How to Build a quad-GPU rig for monster Iray performance (and animating)

124

Comments

  •  

    No. Running a CPU at 100% 24/7 will not kill a CPU. It won't even shorten the lifespan. MTBF is MTBF. As to not getting the R7 because you have a crappy Xeon board, A decent B450 is $100. An R7 2700 is $180. If you paid less than $300 for the refurb workstation good for you but you got what you paid for.

    I'm not interested in replace server processor by standard processor.
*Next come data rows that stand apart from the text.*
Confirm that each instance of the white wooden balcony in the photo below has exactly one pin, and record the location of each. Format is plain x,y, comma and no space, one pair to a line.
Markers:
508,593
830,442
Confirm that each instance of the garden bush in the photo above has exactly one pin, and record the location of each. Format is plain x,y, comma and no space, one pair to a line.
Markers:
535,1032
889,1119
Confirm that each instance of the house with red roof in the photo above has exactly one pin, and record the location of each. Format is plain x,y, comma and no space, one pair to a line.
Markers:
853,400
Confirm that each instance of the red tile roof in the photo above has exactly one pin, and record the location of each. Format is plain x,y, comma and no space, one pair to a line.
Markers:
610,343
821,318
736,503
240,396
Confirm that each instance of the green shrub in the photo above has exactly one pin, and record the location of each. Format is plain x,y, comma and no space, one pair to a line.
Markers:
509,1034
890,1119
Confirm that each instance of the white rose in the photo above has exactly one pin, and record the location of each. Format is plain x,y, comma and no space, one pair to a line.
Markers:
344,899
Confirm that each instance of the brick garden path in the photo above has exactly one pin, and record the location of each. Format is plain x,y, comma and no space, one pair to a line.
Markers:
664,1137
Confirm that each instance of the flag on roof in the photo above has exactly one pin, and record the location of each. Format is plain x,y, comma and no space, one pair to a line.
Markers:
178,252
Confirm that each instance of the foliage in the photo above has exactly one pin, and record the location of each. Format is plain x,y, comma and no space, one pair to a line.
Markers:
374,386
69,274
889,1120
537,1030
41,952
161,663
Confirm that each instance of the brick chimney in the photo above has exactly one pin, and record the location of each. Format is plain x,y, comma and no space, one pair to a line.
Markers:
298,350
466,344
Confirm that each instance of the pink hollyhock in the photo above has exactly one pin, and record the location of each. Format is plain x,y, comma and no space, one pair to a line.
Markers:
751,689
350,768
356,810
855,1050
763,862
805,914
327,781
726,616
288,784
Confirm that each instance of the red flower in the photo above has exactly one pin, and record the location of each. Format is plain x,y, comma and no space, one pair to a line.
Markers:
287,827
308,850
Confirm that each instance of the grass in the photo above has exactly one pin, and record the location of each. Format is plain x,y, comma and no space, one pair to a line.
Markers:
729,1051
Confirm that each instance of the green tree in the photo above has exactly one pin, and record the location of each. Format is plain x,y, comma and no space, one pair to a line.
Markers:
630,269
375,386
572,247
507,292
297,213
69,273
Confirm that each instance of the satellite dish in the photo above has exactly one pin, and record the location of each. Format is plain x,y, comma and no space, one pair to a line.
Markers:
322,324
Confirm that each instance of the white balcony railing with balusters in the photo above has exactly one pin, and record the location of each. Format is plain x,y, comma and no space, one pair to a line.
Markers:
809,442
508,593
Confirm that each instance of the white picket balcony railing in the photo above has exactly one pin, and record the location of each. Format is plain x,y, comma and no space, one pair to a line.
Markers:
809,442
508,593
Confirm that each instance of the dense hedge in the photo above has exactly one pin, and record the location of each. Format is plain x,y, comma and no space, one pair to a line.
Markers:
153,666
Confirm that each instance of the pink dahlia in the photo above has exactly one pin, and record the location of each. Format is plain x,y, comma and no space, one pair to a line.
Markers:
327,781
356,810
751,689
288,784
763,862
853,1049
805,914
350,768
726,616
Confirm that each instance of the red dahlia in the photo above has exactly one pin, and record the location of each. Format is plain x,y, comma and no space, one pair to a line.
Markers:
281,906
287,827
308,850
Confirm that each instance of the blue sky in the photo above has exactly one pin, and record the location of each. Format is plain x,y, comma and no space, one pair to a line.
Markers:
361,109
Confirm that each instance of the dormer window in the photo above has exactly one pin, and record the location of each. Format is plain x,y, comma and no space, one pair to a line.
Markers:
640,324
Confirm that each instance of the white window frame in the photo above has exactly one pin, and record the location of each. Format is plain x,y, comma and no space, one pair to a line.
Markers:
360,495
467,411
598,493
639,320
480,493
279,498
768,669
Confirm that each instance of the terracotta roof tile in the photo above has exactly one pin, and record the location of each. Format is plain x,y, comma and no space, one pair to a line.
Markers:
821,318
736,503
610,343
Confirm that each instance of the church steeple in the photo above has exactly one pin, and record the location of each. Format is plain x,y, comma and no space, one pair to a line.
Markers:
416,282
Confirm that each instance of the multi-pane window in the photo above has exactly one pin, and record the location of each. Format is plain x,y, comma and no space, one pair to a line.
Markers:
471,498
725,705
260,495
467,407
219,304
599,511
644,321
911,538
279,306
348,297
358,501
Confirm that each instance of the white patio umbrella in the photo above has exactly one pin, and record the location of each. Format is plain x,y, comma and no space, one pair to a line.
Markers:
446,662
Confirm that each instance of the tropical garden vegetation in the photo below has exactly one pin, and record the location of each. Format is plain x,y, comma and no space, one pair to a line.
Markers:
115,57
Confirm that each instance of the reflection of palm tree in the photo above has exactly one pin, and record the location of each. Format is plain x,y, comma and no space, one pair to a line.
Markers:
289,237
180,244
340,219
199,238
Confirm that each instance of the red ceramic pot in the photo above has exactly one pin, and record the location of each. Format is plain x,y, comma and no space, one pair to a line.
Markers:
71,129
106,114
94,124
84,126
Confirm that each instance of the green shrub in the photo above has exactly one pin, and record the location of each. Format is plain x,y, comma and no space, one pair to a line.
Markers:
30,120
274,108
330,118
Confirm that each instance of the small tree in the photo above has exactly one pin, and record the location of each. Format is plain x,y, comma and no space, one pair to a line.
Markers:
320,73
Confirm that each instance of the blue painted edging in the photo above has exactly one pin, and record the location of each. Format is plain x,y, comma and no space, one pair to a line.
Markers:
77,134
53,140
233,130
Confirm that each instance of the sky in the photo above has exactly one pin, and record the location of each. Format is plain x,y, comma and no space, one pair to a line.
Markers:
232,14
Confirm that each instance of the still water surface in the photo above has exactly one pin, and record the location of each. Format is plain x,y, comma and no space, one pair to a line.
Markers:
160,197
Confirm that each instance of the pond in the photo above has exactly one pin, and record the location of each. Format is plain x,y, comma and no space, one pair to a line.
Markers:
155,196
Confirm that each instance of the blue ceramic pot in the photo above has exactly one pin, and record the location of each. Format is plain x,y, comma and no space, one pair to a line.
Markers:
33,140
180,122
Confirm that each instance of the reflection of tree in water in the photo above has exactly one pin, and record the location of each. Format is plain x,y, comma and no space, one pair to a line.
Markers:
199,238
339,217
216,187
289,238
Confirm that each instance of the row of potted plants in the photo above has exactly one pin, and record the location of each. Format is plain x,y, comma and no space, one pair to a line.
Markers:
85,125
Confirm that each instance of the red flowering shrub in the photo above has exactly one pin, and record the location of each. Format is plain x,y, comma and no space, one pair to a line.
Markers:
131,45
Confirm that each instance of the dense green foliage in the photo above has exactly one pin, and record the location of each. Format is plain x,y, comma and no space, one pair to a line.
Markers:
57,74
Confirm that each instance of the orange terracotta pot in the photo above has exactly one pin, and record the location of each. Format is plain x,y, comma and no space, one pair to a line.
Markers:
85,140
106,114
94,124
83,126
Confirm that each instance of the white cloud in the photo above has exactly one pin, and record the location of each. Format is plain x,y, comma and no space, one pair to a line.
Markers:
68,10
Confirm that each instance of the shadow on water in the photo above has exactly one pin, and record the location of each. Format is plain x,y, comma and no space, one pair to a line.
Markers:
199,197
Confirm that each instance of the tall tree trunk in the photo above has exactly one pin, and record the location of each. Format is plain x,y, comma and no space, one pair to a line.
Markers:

Standard processors are simply not intended to heavy load tasks as HPC for various reasons.

  • What simulation SW are you using that falls back to CPU if the whole sim won't fit in VRAM and are they only CUDA? If not get off Nvidia and get a FirePro or the like which are far cheaper per Gb of VRAM.

    For example ANSYS HFFS.

  • There is no such thing as a K80m. Nvidia appends m to graphic cards to say its a mobile card. Passive cooling in a server rack? Not possible. You hopefully mean the Tesla doesn't need a fan, but it doesn't have one. The server will definitely need fans and server cases are built for a lot of fans pushing air through the obstructed insides. T640's generally, all the ones I've seen but who knows there could be a model my company never used, have/need 8 fans. If you're buying refurb make sure it comes with the fans or be prepared to buy them seperately. T630 is nearly identical so I assume it uses 8 as well. We've never vbought from HP bought I'd be stunned if they weren't built for 8 fans. That's pretty standard for racks.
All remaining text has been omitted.